Inferring the bias of a single coin from independent flips is a well-understood problem, technically known as estimating the Bernoulli parameter p. In particular, how the sample size (number of flips) n, the precision ε, and the confidence δ constrain each other is known within tight upper and lower bounds. When we want to estimate the bias of d coins simultaneously, this problem is well-understood as well, at least in the worst case over the Bernoulli parameters pᵢ. What if we want to estimate infinitely many pᵢ's simultaneously?

A simple argument shows that this is impossible in the "worst case" over the pᵢ's; thus, any result must depend on their actual values. If we define M as the expected maximum deviation between any pᵢ and its estimate, we want to understand for which sequences pᵢ this quantity decays to zero and at what rate. We obtain tight, exhaustive answers to these questions.

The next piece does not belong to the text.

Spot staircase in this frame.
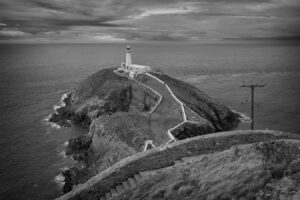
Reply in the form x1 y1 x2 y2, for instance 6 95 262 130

Presented at COLT 2023, joint work with Doron Cohen.

https://arxiv.org/abs/2209.04054

Date and Time: 
Thursday, May 2, 2024 - 13:30 to 14:30
Speaker: 
Aryeh Kontorovich
Speaker Bio: 

Aryeh Kontorovich received his undergraduate degree in mathematics with a certificate in applied mathematics from Princeton University in 2001. His M.Sc. and Ph.D. are from Carnegie Mellon University, where he graduated in 2007. After a postdoctoral fellowship at the Weizmann Institute of Science, he joined the Computer Science department at Ben-Gurion University of the Negev in 2009, where he is currently a full professor. His research interests are mainly in machine learning, with a focus on probability, statistics, Markov chains, and metric spaces.

He served as the director of the Ben-Gurion University Data Science Research Center during 2021-2022.